Using Spark to process multiple files in parallel without combining them at the end


I currently have a list of .txt.gz files that are .tsv in nature (I cannot control the source file format, and they're all >10GB) that I essentially need to read in, unzip, and write out to a destination file path in parquet format for later processing.

Each file is different in nature and shouldn't be combined - so I can't pass the full path.

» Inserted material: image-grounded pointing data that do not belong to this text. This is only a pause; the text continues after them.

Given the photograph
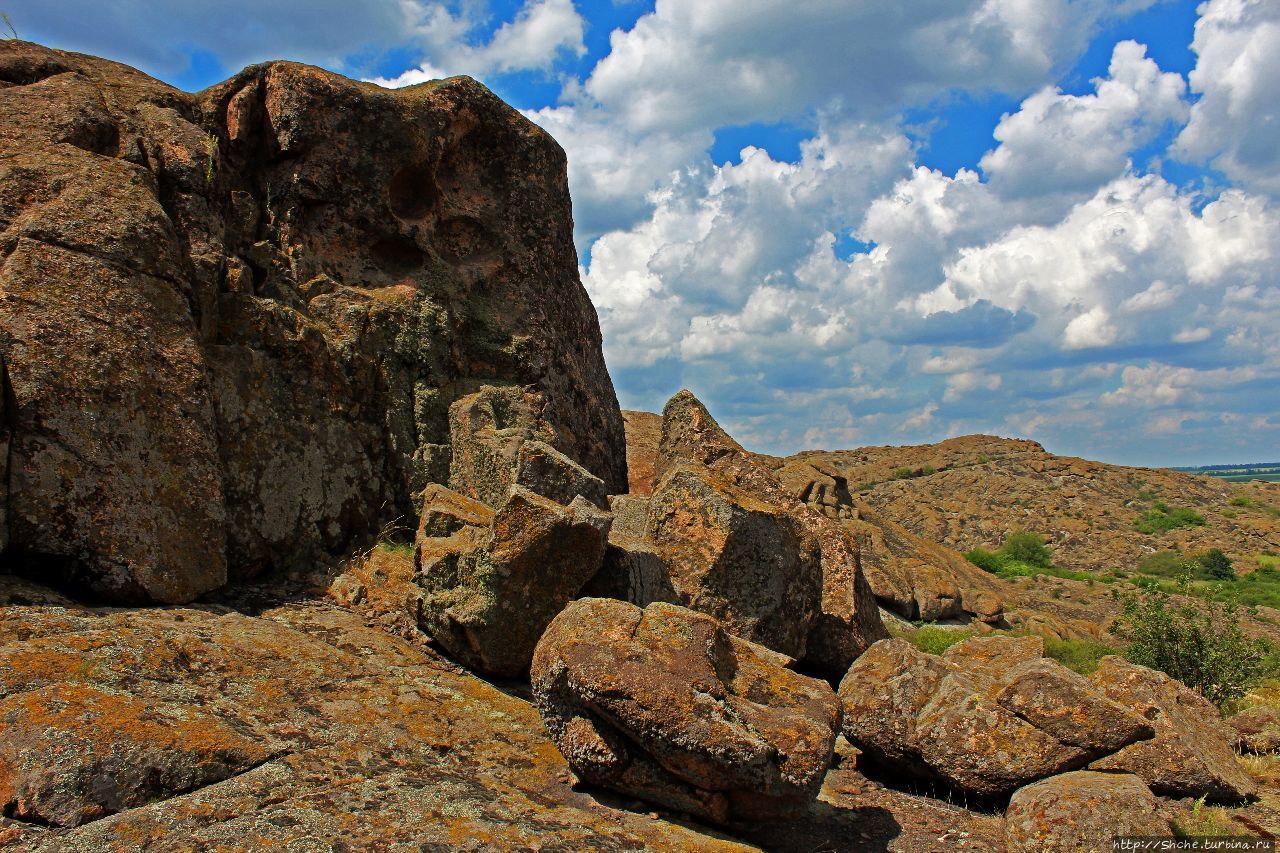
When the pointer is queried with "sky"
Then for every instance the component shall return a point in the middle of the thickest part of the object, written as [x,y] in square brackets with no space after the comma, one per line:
[851,222]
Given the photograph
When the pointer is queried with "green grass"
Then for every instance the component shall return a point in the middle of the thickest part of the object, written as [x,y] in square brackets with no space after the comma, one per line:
[1079,656]
[935,641]
[1160,519]
[1004,566]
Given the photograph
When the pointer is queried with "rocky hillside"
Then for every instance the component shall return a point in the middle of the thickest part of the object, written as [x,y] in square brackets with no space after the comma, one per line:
[309,363]
[973,491]
[232,323]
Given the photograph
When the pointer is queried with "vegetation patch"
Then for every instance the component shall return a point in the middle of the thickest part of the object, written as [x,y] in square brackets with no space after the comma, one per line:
[1161,518]
[1078,656]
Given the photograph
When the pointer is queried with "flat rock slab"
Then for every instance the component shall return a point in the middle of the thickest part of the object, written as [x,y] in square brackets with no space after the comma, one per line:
[382,743]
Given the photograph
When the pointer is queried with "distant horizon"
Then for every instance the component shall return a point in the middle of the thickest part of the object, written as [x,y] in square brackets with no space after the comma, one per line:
[850,224]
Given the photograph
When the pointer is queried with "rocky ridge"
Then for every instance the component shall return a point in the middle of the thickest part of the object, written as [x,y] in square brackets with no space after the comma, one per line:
[295,311]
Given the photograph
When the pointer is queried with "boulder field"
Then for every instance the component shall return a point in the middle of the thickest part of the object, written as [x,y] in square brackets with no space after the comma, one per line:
[320,529]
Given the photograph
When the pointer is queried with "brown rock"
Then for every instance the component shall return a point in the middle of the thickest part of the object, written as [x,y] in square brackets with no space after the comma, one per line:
[254,366]
[71,753]
[385,746]
[1257,730]
[1191,755]
[993,656]
[746,562]
[849,619]
[979,720]
[490,592]
[663,705]
[1080,811]
[1064,705]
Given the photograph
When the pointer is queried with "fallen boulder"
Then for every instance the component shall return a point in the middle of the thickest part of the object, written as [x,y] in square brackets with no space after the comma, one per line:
[493,580]
[746,562]
[848,617]
[664,705]
[1191,755]
[984,729]
[1080,811]
[72,753]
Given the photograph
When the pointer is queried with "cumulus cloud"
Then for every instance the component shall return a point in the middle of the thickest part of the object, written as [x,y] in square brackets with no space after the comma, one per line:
[540,32]
[1235,123]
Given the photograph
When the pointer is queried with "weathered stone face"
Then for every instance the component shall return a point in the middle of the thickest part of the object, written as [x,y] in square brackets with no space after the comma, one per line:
[234,322]
[986,720]
[1080,811]
[746,562]
[664,705]
[490,591]
[1191,755]
[848,619]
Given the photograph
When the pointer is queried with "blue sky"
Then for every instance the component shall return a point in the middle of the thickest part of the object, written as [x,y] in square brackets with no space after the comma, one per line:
[848,223]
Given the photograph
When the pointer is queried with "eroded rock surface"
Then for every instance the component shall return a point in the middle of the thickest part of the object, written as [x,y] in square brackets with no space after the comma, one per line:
[984,720]
[662,703]
[368,739]
[1191,755]
[1080,811]
[234,322]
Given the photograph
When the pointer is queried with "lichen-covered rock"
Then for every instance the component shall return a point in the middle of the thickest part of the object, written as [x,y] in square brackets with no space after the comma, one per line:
[1257,730]
[984,720]
[662,703]
[744,561]
[1191,755]
[993,656]
[489,592]
[1080,811]
[234,322]
[71,753]
[376,742]
[849,619]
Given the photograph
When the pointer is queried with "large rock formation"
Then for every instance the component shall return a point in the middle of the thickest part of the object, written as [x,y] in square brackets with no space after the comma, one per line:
[839,617]
[1191,755]
[234,322]
[664,705]
[1080,811]
[984,720]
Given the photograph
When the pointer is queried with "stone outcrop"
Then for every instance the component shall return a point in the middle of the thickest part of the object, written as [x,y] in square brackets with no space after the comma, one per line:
[984,720]
[841,619]
[493,580]
[365,739]
[909,575]
[1080,811]
[1191,755]
[1257,730]
[662,703]
[234,322]
[746,562]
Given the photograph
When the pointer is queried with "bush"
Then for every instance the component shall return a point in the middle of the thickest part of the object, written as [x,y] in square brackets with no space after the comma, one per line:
[1027,547]
[1079,656]
[1160,518]
[1215,565]
[984,560]
[1198,643]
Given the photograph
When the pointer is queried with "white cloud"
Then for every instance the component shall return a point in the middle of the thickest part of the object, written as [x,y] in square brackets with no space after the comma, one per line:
[1235,124]
[540,32]
[1059,142]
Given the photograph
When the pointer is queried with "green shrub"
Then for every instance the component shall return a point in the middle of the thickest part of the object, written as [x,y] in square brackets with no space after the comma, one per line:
[1027,547]
[1160,518]
[935,641]
[984,560]
[1215,565]
[1198,643]
[1079,656]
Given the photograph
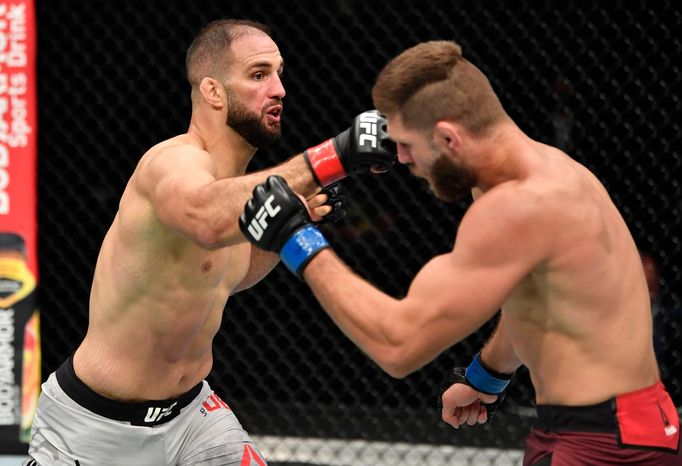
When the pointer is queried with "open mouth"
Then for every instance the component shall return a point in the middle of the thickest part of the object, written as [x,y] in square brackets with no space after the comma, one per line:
[275,113]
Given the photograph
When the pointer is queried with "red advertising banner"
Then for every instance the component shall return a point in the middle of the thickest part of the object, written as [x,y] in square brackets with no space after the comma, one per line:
[19,328]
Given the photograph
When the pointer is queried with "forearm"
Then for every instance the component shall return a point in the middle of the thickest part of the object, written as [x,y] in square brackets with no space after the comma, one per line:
[262,263]
[221,203]
[498,353]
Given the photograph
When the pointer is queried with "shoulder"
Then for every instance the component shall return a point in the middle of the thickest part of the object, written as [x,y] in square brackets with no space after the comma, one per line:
[173,157]
[507,221]
[510,205]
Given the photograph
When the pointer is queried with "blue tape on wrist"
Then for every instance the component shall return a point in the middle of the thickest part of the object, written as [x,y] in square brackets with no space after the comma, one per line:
[482,381]
[302,246]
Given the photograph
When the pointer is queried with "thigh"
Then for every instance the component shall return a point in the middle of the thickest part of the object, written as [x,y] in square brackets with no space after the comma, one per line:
[216,437]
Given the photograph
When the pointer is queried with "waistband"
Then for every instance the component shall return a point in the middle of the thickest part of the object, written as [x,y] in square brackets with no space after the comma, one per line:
[600,417]
[605,417]
[143,413]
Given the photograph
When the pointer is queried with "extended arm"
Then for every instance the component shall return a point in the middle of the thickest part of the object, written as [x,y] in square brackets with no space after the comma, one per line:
[449,298]
[188,196]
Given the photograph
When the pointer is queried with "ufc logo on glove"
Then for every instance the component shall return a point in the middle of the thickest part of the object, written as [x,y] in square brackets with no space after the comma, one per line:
[368,123]
[260,223]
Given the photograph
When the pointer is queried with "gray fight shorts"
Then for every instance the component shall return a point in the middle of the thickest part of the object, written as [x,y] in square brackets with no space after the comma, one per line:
[76,426]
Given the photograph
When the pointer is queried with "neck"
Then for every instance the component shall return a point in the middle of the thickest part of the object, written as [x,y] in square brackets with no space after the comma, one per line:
[501,157]
[230,152]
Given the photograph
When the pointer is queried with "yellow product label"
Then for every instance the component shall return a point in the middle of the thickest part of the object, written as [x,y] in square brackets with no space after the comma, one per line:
[30,380]
[16,281]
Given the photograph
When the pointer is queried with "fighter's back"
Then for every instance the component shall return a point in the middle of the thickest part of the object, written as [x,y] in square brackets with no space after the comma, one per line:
[581,320]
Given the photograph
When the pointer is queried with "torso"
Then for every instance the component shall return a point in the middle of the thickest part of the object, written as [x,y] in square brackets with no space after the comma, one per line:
[156,303]
[581,321]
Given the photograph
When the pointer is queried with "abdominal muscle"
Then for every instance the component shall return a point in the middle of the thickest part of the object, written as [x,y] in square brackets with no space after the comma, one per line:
[153,318]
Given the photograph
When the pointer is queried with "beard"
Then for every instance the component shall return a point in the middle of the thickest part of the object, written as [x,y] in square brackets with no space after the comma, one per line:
[250,126]
[450,180]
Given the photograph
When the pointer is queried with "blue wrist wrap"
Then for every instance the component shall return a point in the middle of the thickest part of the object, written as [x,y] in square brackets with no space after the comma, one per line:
[302,246]
[481,380]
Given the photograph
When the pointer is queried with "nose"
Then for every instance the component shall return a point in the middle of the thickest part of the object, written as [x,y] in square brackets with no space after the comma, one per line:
[403,155]
[277,89]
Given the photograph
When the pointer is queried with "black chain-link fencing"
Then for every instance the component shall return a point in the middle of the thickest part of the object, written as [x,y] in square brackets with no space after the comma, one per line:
[600,80]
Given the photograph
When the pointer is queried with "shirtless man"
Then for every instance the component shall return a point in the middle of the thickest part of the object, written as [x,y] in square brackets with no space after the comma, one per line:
[542,241]
[134,391]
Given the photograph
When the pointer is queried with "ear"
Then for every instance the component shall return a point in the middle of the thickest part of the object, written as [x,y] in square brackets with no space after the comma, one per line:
[213,92]
[446,135]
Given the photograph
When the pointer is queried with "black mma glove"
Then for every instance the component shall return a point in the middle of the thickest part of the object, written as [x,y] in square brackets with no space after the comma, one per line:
[363,146]
[481,379]
[276,220]
[337,200]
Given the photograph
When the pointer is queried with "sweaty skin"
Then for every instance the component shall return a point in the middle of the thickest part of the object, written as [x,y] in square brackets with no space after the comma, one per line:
[174,253]
[544,242]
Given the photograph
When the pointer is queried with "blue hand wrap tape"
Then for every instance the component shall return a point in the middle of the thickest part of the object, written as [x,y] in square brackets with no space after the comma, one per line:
[302,246]
[481,380]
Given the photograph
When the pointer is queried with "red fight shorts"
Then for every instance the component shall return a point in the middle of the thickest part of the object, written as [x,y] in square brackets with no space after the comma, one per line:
[637,428]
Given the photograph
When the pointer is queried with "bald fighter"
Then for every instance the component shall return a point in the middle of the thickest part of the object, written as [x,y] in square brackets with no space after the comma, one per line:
[134,391]
[542,241]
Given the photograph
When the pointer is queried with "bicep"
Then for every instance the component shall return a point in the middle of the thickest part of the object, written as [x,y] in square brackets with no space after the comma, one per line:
[173,181]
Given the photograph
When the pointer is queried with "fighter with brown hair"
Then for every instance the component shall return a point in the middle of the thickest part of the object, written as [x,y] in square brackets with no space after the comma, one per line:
[542,241]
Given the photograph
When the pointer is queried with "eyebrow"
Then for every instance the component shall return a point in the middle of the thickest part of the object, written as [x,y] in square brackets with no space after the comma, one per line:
[265,64]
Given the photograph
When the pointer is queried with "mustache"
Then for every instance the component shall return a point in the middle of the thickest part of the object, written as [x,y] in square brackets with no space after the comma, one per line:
[273,102]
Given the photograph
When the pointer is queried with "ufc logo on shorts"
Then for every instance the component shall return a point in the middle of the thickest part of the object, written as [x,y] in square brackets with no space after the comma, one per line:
[156,413]
[259,223]
[368,124]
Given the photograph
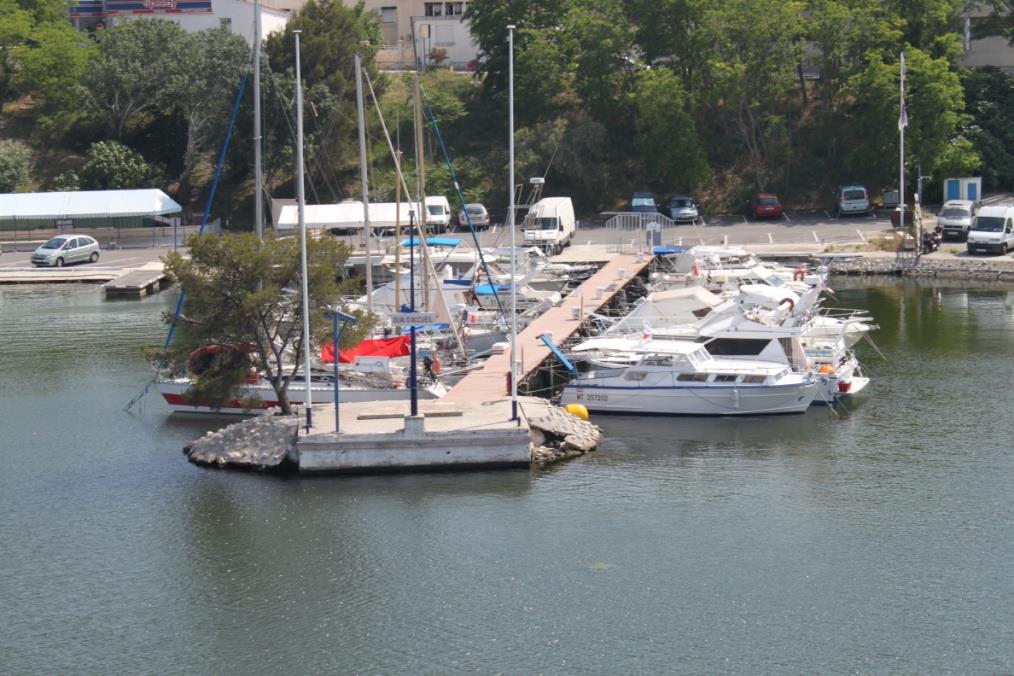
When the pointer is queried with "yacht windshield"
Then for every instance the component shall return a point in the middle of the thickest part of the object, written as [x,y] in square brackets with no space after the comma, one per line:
[989,224]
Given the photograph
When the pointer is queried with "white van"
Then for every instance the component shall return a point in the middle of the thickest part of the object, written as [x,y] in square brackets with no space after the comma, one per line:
[437,214]
[851,200]
[550,224]
[992,230]
[955,218]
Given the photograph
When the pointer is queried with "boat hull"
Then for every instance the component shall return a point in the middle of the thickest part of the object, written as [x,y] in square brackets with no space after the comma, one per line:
[695,400]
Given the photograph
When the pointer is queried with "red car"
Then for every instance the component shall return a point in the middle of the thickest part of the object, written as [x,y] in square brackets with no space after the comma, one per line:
[765,205]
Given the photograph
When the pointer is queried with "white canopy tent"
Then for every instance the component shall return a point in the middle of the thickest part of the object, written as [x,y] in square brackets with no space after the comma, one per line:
[346,216]
[85,204]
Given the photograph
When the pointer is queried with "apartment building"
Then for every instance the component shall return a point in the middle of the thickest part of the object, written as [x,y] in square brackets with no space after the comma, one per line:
[433,31]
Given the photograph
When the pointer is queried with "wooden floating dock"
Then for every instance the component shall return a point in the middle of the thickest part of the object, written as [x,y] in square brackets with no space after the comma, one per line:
[561,321]
[138,283]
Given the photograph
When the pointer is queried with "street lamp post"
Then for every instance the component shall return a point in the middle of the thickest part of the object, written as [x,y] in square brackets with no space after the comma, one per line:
[337,317]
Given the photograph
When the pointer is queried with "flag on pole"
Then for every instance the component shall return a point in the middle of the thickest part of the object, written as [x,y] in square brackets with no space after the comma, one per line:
[902,120]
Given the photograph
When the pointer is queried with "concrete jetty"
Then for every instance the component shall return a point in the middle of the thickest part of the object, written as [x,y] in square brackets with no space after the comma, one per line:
[382,437]
[138,283]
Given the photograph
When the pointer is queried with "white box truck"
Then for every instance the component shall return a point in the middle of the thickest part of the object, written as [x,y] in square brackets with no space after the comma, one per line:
[550,224]
[437,214]
[992,231]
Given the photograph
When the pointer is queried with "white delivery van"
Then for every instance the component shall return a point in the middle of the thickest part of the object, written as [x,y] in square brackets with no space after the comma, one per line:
[550,224]
[955,218]
[437,214]
[851,200]
[992,230]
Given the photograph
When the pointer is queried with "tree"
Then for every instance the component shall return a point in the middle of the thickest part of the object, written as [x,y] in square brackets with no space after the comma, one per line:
[112,165]
[136,74]
[15,164]
[241,291]
[666,135]
[204,89]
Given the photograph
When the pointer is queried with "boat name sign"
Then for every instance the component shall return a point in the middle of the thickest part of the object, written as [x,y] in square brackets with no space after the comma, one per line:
[413,317]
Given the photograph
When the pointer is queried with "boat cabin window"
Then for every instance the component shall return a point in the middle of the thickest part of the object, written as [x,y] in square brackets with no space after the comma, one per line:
[737,347]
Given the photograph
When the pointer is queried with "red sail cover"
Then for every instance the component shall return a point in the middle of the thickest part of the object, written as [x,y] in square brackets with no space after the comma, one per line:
[395,347]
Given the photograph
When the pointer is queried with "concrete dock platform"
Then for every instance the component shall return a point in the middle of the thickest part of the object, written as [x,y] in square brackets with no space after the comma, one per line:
[380,436]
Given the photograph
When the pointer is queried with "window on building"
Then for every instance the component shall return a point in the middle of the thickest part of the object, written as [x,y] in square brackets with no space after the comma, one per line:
[443,34]
[388,24]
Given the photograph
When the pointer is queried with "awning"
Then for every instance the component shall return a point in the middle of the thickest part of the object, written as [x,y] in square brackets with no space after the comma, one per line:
[86,204]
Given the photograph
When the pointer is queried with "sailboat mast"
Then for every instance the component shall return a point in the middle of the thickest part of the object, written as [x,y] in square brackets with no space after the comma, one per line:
[421,193]
[301,210]
[365,188]
[258,171]
[510,224]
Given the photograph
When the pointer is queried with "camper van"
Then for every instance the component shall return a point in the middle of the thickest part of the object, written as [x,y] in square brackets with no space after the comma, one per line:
[437,214]
[992,230]
[550,224]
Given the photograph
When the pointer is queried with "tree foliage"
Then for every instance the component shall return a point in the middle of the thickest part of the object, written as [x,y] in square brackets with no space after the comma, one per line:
[15,164]
[112,165]
[245,292]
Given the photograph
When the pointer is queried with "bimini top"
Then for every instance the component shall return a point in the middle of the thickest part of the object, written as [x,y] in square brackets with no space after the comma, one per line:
[86,204]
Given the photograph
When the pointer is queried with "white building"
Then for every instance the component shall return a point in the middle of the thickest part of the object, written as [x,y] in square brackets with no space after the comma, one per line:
[434,30]
[193,15]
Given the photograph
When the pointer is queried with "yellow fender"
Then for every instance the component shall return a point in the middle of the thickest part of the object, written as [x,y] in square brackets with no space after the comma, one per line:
[577,410]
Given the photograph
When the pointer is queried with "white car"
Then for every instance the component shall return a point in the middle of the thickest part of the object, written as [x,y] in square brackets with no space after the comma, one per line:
[477,212]
[64,249]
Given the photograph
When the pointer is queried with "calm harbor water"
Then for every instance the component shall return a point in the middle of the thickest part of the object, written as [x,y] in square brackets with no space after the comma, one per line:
[878,542]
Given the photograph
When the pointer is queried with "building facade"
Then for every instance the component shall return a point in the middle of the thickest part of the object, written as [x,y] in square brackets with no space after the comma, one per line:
[193,15]
[435,32]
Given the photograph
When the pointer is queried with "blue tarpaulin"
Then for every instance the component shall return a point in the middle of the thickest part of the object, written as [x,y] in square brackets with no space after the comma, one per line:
[432,241]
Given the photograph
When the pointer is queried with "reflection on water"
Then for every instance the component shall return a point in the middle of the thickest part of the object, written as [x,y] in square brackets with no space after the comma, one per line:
[877,540]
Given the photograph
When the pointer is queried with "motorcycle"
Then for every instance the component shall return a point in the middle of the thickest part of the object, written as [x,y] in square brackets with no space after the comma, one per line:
[932,239]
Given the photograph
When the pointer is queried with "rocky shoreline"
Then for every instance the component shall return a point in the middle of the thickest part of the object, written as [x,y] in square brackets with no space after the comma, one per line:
[943,265]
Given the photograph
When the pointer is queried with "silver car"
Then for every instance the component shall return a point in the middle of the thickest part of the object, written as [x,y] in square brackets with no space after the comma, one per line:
[64,249]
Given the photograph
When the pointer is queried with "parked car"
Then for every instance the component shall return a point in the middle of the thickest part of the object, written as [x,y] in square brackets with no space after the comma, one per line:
[64,249]
[682,209]
[955,218]
[992,231]
[851,200]
[766,205]
[644,203]
[477,213]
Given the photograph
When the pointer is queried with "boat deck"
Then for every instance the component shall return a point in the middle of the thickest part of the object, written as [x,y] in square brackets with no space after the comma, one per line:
[490,381]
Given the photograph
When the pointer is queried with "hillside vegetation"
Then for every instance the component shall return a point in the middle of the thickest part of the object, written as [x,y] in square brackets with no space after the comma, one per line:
[717,97]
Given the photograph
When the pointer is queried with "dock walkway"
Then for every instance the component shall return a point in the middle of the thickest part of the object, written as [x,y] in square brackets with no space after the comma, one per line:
[561,321]
[138,283]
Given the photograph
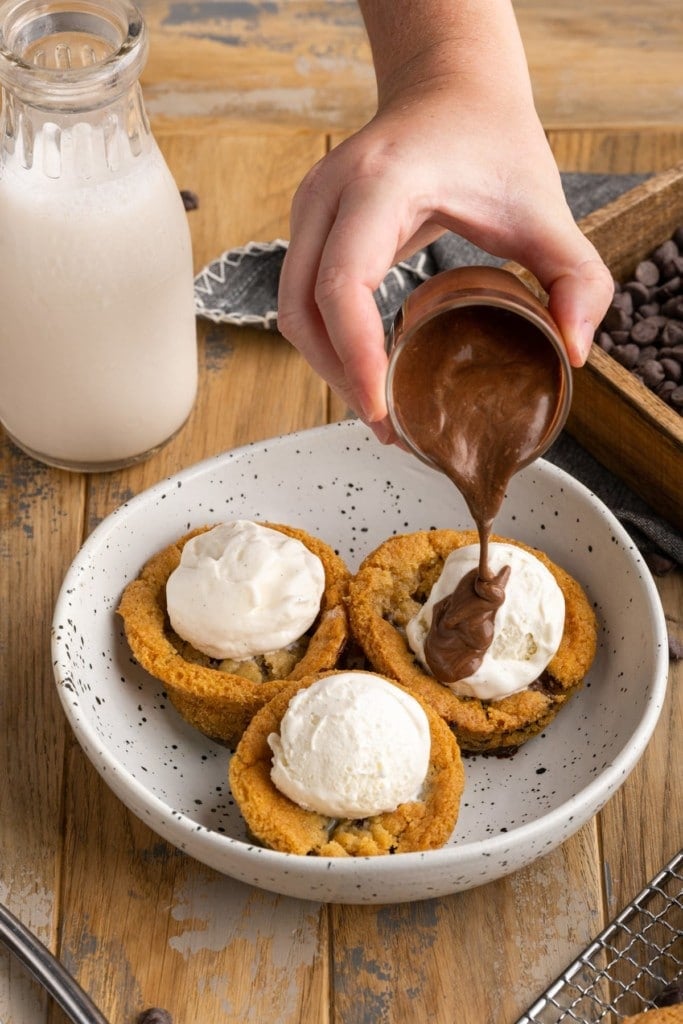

Right now I have a simple UDF that does some preprocessing on any filename, reads it in, and then attempts to write it back out to the directory - I pass this UDF and a list of filenames to a .map function hoping that it gets spread out across executors...a simple example would be if I had 4 files and 4 executors each with 3 cores then each executor would get it's own file, and it would unzip/read in that file (ideally onto 3 partitions for one of each of the 3 cores), and then write it back out into parquet format

// Find a file, unzip it, partition and write to parquet with no filename extension
def unzip_and_write_delta(fileName:String, outFileDir:String) : Int = {
  val inFileDir:String = if (domino_source.contains(fileName)) mounted_source_filepath1 else mounted_source_filepath2
  val inFullPath:String = inFileDir.concat(fileName)
  
  val fileOutputName = fileName.replace(".txt.gz", "") //.replace(".rar", "")
  val outFullPath:String = outFileDir.concat(fileOutputName)

  val returned = spark.read.option("sep", "\t").option("header", "true").option("numPartitions", 3).csv(inFullPath).write.parquet(outFullPath)
  // val returned = sc.textFile(inFullPath).map(_.split("\t")).write.parquet(outFullPath)
  return 0
}

This function is then fed to a map function:

val out_val = full_filelist.map(
  f => unzip_and_write_delta(fileName=f, outFileDir=mounted_target_filepath)
)

The sc.textFile command seemed to work yesterday, but the results were filled with bad encodings, and so I switched it to the spark.read.option today and now neither of them seem to be doing anything in parallel...each file is loaded sequentially onto a single partition on a single executor and the entire thing is read and then written out ultimately bypassing any efficiency gains.

Executor Panel

I've tried multiple combinations of the spark.read and sc.textFile commands, both with and without the repartition command, both setting an option of numPartitions, and with and without the list.map() function and nothing seems to be working in parallel

At a minimum I'm hoping to at least have each executor process it's own file, and as a bonus being able to read and process across cores (can't find much for csv, but seems to be options for textFile...although the encodings don't work well)


Solution

  • Getting at least things ran in parallel was solved by adding .par to the map function

    val out_val = full_filelist.par.map(
      f => unzip_and_write_delta(fileName=f, outFileDir=mounted_target_filepath)
    )
    

    which resulted in this executor panel: Executor Panel